Panic Mongering or Incompetence?

I increasingly see annualized numbers reported as monthly or quarterly ones. David Gergen at AC360:
Last Friday, we learned that the economy contracted in the 4th quarter by over 6 percent.
During the evening of March 3, I submitted a correction that the rate was annualized. No correction has been made.

Layers and layers of editors and fact checkers...

Laura Rowley, a Yahoo "financial columnist", writes:
...If I take out a mortgage whose terms I don't understand, and my home value doesn't rise as I expected, then that's my responsibility. If I buy mortgages or other debt, bundle, securitize, and sell them, and fail to properly assess their risk (or lose the paperwork), that's my responsibility and my institution's responsibility.

And if I issue credit default swaps to insure collateralized debt obligations and never actually had the collateral to back them up, that's not only my responsibility -- it's fraud, and I should be arrested for a crime.
The text moves from sensible to deranged.

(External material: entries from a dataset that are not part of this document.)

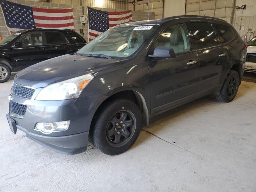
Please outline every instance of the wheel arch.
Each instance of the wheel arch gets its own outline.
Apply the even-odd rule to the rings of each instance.
[[[228,75],[229,72],[230,70],[232,70],[233,71],[235,71],[238,74],[238,75],[239,76],[239,78],[240,78],[240,82],[239,82],[239,85],[241,84],[241,82],[242,81],[242,77],[243,75],[243,72],[242,72],[242,65],[240,63],[235,63],[234,64],[231,66],[231,68],[228,71],[228,72],[227,74]]]

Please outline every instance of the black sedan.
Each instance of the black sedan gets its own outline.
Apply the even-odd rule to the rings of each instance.
[[[86,44],[70,29],[35,28],[13,33],[0,42],[0,83],[7,81],[11,72],[75,52]]]

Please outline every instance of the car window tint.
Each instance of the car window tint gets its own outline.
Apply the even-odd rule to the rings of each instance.
[[[236,36],[236,34],[231,26],[221,24],[214,24],[214,27],[222,43],[232,40]]]
[[[173,25],[165,30],[154,43],[154,48],[158,46],[172,48],[175,53],[190,51],[188,33],[186,25]]]
[[[194,49],[202,49],[218,45],[215,33],[210,23],[188,23],[188,24],[194,37]]]
[[[42,32],[34,32],[26,33],[18,39],[22,43],[22,47],[39,46],[43,44]]]
[[[72,39],[74,40],[75,42],[77,43],[82,43],[84,42],[84,40],[79,36],[78,35],[76,34],[75,33],[70,33],[68,32],[68,34],[71,37]]]
[[[48,44],[65,44],[67,43],[64,36],[58,32],[45,32],[45,38]]]

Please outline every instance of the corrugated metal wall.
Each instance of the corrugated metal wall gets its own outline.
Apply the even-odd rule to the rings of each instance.
[[[83,6],[102,7],[114,9],[129,9],[129,4],[127,0],[120,0],[122,2],[108,0],[82,0]]]
[[[246,33],[247,35],[247,40],[248,40],[255,35],[256,16],[235,17],[233,26],[243,39]],[[244,26],[243,27],[243,26]]]
[[[209,16],[230,22],[234,0],[187,0],[186,15]]]
[[[52,3],[72,4],[73,6],[128,10],[129,9],[129,4],[132,4],[127,3],[128,1],[128,0],[118,0],[118,1],[110,0],[52,0],[50,1]],[[132,10],[133,10],[133,8]]]
[[[148,2],[149,2],[149,12],[155,13],[155,18],[162,19],[163,18],[163,0],[144,0],[137,2],[135,3],[135,10],[148,11]]]

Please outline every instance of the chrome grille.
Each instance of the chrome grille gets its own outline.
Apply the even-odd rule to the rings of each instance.
[[[35,92],[35,89],[29,88],[27,87],[14,84],[12,87],[12,93],[30,99]]]
[[[11,115],[24,116],[27,110],[27,106],[11,101],[10,104]]]

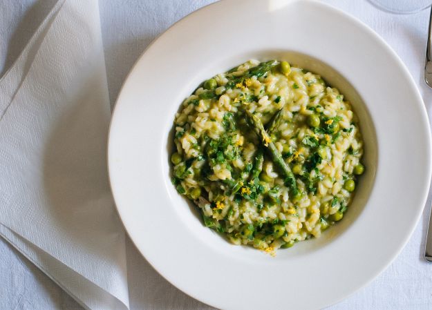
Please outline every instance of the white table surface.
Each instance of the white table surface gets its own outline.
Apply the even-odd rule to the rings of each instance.
[[[0,1],[1,75],[13,64],[55,1]],[[392,15],[378,10],[366,0],[324,1],[359,18],[384,38],[420,86],[431,115],[432,91],[423,85],[422,68],[429,11]],[[212,0],[100,0],[111,105],[127,72],[145,47],[173,22],[211,2]],[[373,78],[373,72],[370,74]],[[432,264],[423,260],[429,205],[430,202],[410,242],[388,269],[369,285],[328,309],[432,309]],[[131,309],[212,309],[162,278],[129,240],[126,252]],[[82,309],[1,238],[0,284],[0,309]]]

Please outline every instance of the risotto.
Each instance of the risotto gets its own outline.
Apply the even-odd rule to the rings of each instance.
[[[286,61],[250,60],[205,81],[174,135],[172,182],[204,224],[272,254],[342,220],[365,168],[350,103]]]

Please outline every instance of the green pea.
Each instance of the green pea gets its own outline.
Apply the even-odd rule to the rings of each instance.
[[[288,61],[281,61],[281,71],[285,75],[291,72],[291,66]]]
[[[291,150],[288,144],[283,144],[283,146],[282,146],[282,154],[290,153],[290,151]]]
[[[297,164],[292,167],[292,173],[294,175],[300,175],[303,171],[303,166],[300,164]]]
[[[345,184],[344,184],[344,188],[349,192],[354,191],[354,189],[355,188],[355,182],[352,179],[347,180],[345,181]]]
[[[254,226],[252,225],[247,225],[242,229],[240,234],[242,235],[242,237],[247,239],[251,239],[252,238],[252,235],[254,234],[254,230],[255,229],[254,229]]]
[[[273,181],[272,177],[269,177],[265,173],[261,173],[259,175],[259,178],[266,182],[271,182],[272,181]]]
[[[342,215],[343,216],[343,215]],[[328,224],[328,222],[326,220],[326,219],[324,219],[323,217],[321,217],[321,231],[325,231],[326,229],[327,229],[328,228],[328,226],[330,226],[330,224]]]
[[[294,240],[288,241],[288,242],[284,243],[283,244],[282,244],[281,246],[281,249],[288,249],[288,248],[290,248],[291,246],[292,246],[294,245],[294,243],[296,243],[296,242],[294,241]]]
[[[355,175],[362,175],[364,172],[364,166],[363,166],[361,164],[356,165],[355,167],[354,167],[354,171],[353,172]]]
[[[327,159],[327,155],[328,155],[327,150],[328,150],[328,148],[323,146],[321,146],[319,147],[319,148],[318,148],[318,155],[323,159]]]
[[[308,125],[311,127],[318,127],[319,126],[319,117],[316,114],[311,114],[308,117]]]
[[[332,124],[327,126],[327,130],[330,133],[336,133],[339,131],[339,122],[333,122]]]
[[[261,250],[263,250],[267,246],[268,244],[264,240],[261,240],[261,239],[258,238],[254,239],[254,247],[259,249]]]
[[[196,187],[191,191],[191,198],[193,200],[198,199],[201,195],[201,188]]]
[[[333,213],[330,216],[330,220],[335,222],[340,221],[342,220],[342,217],[344,217],[344,213],[341,211],[337,211],[335,213]]]
[[[178,165],[181,162],[182,162],[182,157],[177,152],[173,153],[173,155],[171,155],[171,162],[172,162],[173,164]]]
[[[321,211],[321,214],[327,214],[328,213],[328,209],[330,209],[330,204],[326,202],[323,204],[321,204],[319,206],[319,211]]]
[[[218,87],[218,83],[214,79],[209,79],[204,82],[204,88],[205,89],[214,89],[216,87]]]
[[[292,195],[292,201],[294,202],[298,202],[302,197],[303,197],[303,193],[300,191],[298,191],[296,193],[294,193],[294,194]]]
[[[285,233],[285,226],[283,225],[273,225],[273,237],[274,239],[281,238]]]

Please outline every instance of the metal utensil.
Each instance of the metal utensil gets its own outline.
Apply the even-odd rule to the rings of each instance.
[[[432,88],[432,9],[429,17],[429,32],[427,37],[427,46],[426,48],[426,64],[424,65],[424,81]],[[432,262],[432,211],[429,215],[429,226],[426,238],[426,248],[424,249],[424,258],[429,262]]]

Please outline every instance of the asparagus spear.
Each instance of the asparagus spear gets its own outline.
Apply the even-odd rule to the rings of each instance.
[[[255,162],[254,163],[254,167],[251,173],[250,180],[253,181],[256,177],[258,177],[259,174],[263,171],[263,163],[264,162],[264,154],[261,148],[258,149],[256,152],[256,156],[255,156]]]
[[[228,76],[227,78],[229,81],[225,85],[225,87],[227,88],[233,88],[237,83],[241,82],[244,79],[247,79],[253,76],[256,77],[262,77],[278,64],[279,64],[279,62],[276,60],[261,62],[258,66],[245,71],[245,72],[240,77]]]
[[[272,120],[270,122],[267,126],[267,132],[269,135],[273,133],[276,129],[279,126],[282,121],[283,120],[283,108],[277,111],[273,115]]]
[[[262,139],[263,145],[268,150],[273,162],[279,168],[283,174],[285,184],[291,189],[292,194],[293,194],[293,195],[297,195],[299,191],[297,190],[294,174],[292,171],[291,171],[290,166],[283,160],[282,155],[272,141],[269,134],[265,131],[265,129],[264,129],[263,123],[256,116],[254,115],[248,110],[245,110],[245,113],[249,123],[256,135]]]

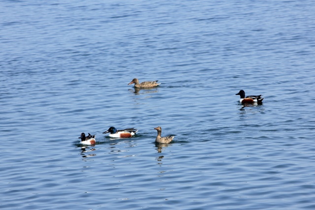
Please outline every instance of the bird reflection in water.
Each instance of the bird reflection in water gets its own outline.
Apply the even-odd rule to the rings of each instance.
[[[86,154],[87,152],[90,152],[92,151],[94,151],[96,150],[95,148],[90,148],[89,147],[81,147],[81,154],[83,157],[89,157],[93,156],[95,156],[96,154]]]
[[[156,150],[158,150],[158,153],[161,153],[162,150],[164,150],[164,148],[166,148],[168,147],[169,146],[171,146],[171,145],[168,144],[159,144],[159,143],[156,143]]]
[[[144,90],[144,91],[141,91],[141,93],[140,93],[140,90]],[[147,91],[145,91],[147,90]],[[133,92],[135,95],[140,95],[140,94],[144,94],[148,93],[152,93],[154,92],[158,92],[158,88],[134,88],[134,90],[129,89],[129,91],[130,92]]]

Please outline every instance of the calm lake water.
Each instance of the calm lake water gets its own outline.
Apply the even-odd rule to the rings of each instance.
[[[0,8],[1,210],[315,209],[314,1]]]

Let's see: if all of a bank's loans are not paid back and the bank goes under, is that fraud? If the Yellowstone Caldera erupts and wrecks half the country, is that fraud on the part of the insurance industry? Is a bank supposed to hold a dollar in cash for every dollar it loans? Should an insurance company keep the cash value of all its outstanding premiums?

Reader rating on the article is 4.5/5.0.